Project SEARCH is a national employment training program for youth with developmental disabilities. Instead of completing their senior years at their respective high schools, the five graduating seniors met in a classroom at Maryview and worked three unpaid internships for hands-on experiences.
They earned their “fabulous five” nickname for their hard work and overwhelming positivity.
“These fine young men have overcome many obstacles as they have moved along their pathways of success each school year to reach this special day,” said David Sadler, executive director for Southeastern Cooperative Educational Programs, a system that provides education and other services to special needs students in Hampton Roads.
All of them were SECEP students and were guided at Maryview by teachers that have been by their side throughout high school. Other partners were Didlake Inc., who provided onsite job coaching and employment services, and the Virginia Department for Aging and Rehabilitative Services.
“SECEP’s practice is to bring together the necessary resources to form a team that gives students the opportunity to experience success in the classroom, in community based instructional opportunities and in internships,” Sadler said.
Mahoney, who has autism, used Hampton Roads Transit’s Paratransit service to get to Bon Secours Maryview every workday to study and complete internships in the materials management, acute rehabilitation and environmental services departments. His video resume during the ceremony showed him delivering supplies, cleaning rooms and handling other responsibilities.
“I really enjoyed having Matthew do his internship with us,” said Jesse Vallejos, Mahoney’s supervisor in materials management. “He had a great personality and did a great job.”
The program doesn’t just teach job skills and academics. Students also learn how to socialize outside of their comfort zones, and Mahoney thrived in this. Video showed him tapping his feet as he restocked shelves and giving cheery smiles as he cleaned rooms and vacuumed floors.

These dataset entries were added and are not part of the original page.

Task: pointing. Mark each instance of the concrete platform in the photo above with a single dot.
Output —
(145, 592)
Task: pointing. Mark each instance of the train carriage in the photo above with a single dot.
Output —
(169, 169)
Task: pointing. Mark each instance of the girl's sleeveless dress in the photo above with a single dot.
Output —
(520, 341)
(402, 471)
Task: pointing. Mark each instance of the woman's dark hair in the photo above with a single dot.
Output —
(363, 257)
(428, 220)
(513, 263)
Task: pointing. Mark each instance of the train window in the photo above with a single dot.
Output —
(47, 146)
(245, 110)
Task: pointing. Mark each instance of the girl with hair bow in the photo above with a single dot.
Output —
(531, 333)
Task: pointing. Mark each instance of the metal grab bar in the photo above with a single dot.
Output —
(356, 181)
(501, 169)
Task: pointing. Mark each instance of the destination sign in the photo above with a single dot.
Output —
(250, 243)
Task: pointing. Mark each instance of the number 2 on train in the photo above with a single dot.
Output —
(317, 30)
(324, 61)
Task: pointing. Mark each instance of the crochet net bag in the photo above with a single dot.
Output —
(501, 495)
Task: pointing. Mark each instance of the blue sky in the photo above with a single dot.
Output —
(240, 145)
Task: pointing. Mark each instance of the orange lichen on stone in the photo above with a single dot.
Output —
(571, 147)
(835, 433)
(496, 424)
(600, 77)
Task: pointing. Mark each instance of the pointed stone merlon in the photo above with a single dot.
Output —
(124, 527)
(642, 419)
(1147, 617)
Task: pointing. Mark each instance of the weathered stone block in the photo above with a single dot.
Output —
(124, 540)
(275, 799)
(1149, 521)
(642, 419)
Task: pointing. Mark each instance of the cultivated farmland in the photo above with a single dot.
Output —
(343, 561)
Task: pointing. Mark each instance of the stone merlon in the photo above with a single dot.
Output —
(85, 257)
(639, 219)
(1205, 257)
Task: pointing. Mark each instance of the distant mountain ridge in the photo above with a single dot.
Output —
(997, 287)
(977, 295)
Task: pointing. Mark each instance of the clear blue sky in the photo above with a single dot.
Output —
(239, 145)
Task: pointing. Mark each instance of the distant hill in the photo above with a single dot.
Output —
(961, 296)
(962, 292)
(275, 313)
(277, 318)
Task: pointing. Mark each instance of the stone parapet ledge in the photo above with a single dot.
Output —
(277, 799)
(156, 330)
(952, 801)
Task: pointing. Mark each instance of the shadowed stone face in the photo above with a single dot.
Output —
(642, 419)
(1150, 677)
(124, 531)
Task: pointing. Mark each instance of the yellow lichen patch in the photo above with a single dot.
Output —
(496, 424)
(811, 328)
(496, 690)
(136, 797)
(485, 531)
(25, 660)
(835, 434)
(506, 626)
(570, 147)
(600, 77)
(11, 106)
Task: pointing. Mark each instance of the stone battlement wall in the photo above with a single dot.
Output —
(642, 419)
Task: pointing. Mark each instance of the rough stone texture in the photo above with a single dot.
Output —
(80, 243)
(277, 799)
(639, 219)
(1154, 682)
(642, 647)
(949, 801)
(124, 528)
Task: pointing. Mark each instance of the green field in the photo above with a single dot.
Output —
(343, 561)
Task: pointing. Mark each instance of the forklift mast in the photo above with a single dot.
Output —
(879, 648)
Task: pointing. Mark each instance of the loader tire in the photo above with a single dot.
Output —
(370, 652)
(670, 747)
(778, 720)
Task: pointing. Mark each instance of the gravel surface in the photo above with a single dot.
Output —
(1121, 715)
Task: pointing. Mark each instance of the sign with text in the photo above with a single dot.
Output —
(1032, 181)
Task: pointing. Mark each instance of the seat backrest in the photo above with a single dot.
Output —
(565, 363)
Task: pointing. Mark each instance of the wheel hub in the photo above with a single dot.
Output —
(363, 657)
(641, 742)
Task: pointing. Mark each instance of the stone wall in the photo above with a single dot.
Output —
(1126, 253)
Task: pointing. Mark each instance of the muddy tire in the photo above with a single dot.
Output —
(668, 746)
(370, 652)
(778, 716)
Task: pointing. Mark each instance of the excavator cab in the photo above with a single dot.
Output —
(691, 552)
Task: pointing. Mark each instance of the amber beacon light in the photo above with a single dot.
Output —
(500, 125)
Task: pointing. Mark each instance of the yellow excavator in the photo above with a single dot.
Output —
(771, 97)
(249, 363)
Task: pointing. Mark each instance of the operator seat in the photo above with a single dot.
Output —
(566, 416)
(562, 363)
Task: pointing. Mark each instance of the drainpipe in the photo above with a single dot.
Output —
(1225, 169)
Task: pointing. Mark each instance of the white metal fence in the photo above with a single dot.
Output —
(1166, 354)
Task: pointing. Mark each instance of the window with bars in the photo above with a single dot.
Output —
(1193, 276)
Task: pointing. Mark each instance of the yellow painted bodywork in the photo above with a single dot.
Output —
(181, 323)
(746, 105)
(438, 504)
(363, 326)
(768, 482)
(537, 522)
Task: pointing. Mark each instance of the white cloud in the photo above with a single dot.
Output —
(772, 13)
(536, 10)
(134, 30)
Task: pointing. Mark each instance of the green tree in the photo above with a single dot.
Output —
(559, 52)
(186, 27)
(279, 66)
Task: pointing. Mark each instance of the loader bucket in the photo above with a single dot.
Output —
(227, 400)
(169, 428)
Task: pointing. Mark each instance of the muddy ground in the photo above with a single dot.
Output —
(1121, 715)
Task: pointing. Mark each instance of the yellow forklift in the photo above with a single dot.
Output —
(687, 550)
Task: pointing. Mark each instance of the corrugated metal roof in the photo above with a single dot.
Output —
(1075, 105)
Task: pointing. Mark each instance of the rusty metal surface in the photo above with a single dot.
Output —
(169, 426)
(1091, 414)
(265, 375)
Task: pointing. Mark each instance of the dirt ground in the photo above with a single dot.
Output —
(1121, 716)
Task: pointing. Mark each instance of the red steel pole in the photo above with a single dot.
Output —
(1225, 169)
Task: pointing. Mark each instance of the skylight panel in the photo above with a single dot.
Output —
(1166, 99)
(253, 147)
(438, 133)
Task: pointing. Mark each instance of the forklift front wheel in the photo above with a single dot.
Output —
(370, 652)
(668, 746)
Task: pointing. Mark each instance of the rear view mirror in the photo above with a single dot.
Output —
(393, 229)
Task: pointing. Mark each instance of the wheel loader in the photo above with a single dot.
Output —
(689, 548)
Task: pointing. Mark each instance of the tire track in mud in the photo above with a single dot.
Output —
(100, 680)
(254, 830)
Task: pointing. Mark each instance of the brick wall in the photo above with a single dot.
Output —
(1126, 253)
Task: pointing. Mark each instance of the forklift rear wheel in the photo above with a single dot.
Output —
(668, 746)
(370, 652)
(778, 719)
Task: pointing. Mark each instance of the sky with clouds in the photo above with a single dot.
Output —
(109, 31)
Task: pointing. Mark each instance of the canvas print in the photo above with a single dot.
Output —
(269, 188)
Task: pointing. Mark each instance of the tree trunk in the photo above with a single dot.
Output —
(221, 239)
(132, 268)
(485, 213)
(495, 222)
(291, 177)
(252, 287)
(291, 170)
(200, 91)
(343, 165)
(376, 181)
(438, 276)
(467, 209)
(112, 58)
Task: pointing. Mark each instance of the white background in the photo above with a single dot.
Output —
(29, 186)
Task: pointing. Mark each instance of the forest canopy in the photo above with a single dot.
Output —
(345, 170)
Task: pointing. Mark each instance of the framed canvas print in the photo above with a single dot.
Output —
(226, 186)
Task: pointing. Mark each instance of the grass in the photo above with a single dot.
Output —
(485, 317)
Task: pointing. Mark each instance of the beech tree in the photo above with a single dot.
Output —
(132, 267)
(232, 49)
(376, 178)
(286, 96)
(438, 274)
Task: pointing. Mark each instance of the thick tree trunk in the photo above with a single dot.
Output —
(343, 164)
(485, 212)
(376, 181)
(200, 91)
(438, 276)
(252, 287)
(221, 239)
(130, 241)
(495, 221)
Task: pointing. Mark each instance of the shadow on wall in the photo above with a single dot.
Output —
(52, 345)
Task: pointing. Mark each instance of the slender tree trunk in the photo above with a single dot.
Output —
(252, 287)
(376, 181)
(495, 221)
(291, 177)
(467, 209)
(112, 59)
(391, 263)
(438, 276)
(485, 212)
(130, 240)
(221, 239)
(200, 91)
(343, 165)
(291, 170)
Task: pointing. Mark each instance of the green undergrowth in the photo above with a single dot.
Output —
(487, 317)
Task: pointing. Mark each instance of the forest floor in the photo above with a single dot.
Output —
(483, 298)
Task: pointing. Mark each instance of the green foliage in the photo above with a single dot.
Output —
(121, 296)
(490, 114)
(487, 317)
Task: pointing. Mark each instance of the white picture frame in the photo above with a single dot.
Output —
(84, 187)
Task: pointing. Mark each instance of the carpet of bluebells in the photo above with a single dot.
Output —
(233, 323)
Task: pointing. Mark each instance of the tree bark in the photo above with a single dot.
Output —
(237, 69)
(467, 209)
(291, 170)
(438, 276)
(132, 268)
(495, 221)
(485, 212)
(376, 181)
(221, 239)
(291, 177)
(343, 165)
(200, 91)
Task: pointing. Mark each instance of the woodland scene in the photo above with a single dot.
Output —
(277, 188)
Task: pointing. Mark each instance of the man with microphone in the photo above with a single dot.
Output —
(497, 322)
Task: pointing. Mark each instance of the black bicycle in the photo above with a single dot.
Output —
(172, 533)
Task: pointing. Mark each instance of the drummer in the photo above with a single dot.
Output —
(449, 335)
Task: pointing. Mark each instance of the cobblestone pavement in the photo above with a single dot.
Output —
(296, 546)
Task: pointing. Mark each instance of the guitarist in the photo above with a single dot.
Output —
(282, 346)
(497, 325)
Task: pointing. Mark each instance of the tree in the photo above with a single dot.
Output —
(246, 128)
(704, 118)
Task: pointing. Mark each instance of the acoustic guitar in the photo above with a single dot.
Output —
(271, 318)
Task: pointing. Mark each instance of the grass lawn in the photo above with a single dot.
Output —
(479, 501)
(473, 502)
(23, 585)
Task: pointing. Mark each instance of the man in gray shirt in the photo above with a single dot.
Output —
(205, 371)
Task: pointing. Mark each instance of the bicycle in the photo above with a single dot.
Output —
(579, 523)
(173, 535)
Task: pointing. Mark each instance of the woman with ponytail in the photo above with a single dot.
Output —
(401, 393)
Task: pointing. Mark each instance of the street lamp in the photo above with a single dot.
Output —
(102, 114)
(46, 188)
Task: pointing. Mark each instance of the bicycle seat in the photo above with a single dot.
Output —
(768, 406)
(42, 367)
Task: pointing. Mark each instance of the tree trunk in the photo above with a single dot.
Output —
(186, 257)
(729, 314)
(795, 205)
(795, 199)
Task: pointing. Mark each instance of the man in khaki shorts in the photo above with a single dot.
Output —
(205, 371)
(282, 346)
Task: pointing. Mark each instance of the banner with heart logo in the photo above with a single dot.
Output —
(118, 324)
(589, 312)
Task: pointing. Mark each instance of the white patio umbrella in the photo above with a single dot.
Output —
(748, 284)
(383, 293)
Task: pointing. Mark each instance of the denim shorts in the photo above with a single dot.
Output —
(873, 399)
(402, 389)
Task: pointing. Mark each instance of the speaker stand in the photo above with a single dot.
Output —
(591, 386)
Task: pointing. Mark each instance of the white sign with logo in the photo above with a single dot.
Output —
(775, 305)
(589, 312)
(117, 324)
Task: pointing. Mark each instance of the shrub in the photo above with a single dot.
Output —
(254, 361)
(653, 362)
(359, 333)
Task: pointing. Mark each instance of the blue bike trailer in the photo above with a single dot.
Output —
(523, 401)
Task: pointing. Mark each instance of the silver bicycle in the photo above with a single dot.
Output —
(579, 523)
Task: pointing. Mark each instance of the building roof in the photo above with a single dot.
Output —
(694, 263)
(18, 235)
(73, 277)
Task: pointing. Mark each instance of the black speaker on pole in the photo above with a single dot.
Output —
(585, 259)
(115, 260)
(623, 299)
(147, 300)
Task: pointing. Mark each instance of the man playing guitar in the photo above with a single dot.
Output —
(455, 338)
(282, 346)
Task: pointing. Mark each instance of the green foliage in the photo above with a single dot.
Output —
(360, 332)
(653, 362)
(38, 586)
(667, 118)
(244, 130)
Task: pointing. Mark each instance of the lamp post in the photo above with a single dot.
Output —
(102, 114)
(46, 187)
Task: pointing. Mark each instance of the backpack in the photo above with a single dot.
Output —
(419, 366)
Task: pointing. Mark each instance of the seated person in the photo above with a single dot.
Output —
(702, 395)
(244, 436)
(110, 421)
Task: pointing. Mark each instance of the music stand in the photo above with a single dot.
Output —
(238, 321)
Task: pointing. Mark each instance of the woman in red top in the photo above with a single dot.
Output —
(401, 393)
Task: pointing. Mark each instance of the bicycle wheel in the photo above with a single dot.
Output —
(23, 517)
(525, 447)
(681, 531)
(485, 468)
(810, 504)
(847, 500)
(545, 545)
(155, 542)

“He’s super friendly and engages well with all the patients and staff,” said Joyce Freeman, his supervisor in environmental services.
Mahoney is soft-spoken but was quick to say that his favorite part of the program was spending time with his “BFF” Roshawn Boney, a teacher assistant for SECEP.
“Matthew is his own individual,” Boney said. “You can’t not like Matthew.”
The program also advocates for students to balance work with relaxation, and for Mahoney that’s spending time with his family.
“He always has a positive attitude,” said his father, Mike Mahoney. “He always has a smile and is always happy to go to work.”
Since 2013, including the graduating class on Friday, 29 students have successfully completed the SEARCH program at Bon Secours Maryview, and 20 are employed in local businesses throughout Hampton Roads. Eight of those graduates are actively contributing at Maryview.
“I’m glad to say that each of our graduates has been absent three days or less this school year, which is a clear indication of their commitment to being in the Project SEARCH classroom,” Sadler said. “They must be committed to being in this environment in order to prepare themselves for postsecondary employment opportunities. It’s important that our students learn to advocate for themselves, not only in the classroom but in the workplace as well.”
For the past few weeks, Mahoney has been doing just that in his new job at St. Mary’s Home for Disabled Children in Norfolk. His mother, Maureen Mahoney, stressed how hard her son has worked to get to this point.
“Having a child with a disability, seeing him graduate and then seeing him go on to a position in the community — to have a job and be a member of a society — has been one of our dreams that we’ve always had for him,” she said. “To see it come to fruition is just remarkable.”